Reparou mais uma vez que ela também estava com purpurina e em meio ao balançar dos corpos, reparou as mãos perdidas em sua cintura, os olhos fechados, os apertos, ela o abraçou desejando que todos os dias fossem carnavais, sentiu quando os braços dele a enlaçaram também, caíram juntos na cama, se encararam quase que ao mesmo tempo que encararam o relógio, o bloco de  rua tinha se dissipado, tinham certeza que os celulares estavam entulhados de mensagens, o tempo pareceu parar em meio a um beijo calmo, se perguntaram silenciosamente o que aconteceria depois daquele dia, o que restaria daquele dia, tudo seria esquecido mais uma vez no fim da quarta-feira de cinzas?

Sentaram-se na cama e riram de suas aparências, estavam ensopados, completamente bagunçados, ainda ouviam alguma marchinha de carnaval passando na rua, ela se encostou nele pensando em qual o motivo de eles nunca darem certo, ele era de virgem ela aquariana, os ascendentes eram acidentes astrais, nenhuma das luas se cruzava, não tinham nada em comum e se dependesse dos astros eles nem ao menos trabalhariam juntos, ela riu mais uma vez enquanto ele se arrastava até o banheiro.

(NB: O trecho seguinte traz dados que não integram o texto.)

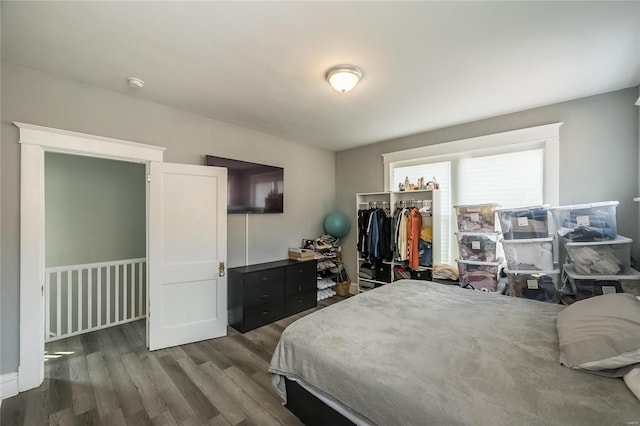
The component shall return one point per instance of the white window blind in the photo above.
(513, 179)
(442, 174)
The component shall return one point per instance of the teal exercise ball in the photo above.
(336, 224)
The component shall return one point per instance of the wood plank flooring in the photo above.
(108, 377)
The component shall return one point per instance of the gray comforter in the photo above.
(417, 353)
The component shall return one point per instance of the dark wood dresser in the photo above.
(266, 292)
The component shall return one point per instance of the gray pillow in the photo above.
(601, 334)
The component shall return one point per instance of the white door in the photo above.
(187, 248)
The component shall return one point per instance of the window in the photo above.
(518, 168)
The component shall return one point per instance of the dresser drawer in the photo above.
(258, 294)
(301, 302)
(258, 316)
(300, 278)
(259, 278)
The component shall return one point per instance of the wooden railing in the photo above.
(83, 298)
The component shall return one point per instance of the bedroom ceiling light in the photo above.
(344, 77)
(135, 82)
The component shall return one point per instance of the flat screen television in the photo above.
(251, 187)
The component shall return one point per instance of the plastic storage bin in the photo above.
(524, 222)
(535, 285)
(586, 222)
(601, 258)
(585, 286)
(477, 246)
(479, 275)
(476, 218)
(531, 254)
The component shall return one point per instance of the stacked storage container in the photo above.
(599, 260)
(528, 249)
(478, 264)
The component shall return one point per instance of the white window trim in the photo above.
(546, 136)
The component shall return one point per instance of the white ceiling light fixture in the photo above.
(135, 82)
(344, 77)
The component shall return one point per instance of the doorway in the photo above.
(35, 141)
(186, 243)
(95, 244)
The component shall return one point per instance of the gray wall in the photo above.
(95, 210)
(38, 98)
(598, 156)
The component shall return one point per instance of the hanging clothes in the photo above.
(401, 234)
(413, 236)
(374, 234)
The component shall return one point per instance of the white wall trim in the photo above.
(546, 136)
(81, 143)
(35, 141)
(8, 385)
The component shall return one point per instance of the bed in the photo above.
(417, 352)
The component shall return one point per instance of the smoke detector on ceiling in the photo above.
(135, 82)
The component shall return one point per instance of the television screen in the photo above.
(251, 187)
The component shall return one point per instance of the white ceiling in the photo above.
(261, 64)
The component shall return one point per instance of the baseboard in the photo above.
(8, 385)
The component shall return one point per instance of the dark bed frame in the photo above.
(310, 410)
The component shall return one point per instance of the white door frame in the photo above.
(35, 141)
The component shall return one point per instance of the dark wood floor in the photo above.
(108, 377)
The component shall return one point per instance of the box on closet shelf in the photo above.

_Você vem? – ela não soube o que responder, ficou parada enquanto ele catava as roupas no chão e adentrava o banheiro.

Respirou fundo, estava com fome, queria mais, talvez fazer do resto do ano um grande carnaval não fosse tão ruim, mal percebeu quando seus passos tortos caminharam até o banheiro, abriu a porta de vidro e o abraçou por trás a água fria inundou ambos os corpos, enquanto eles respiravam aceleradamente a procura de uma resposta.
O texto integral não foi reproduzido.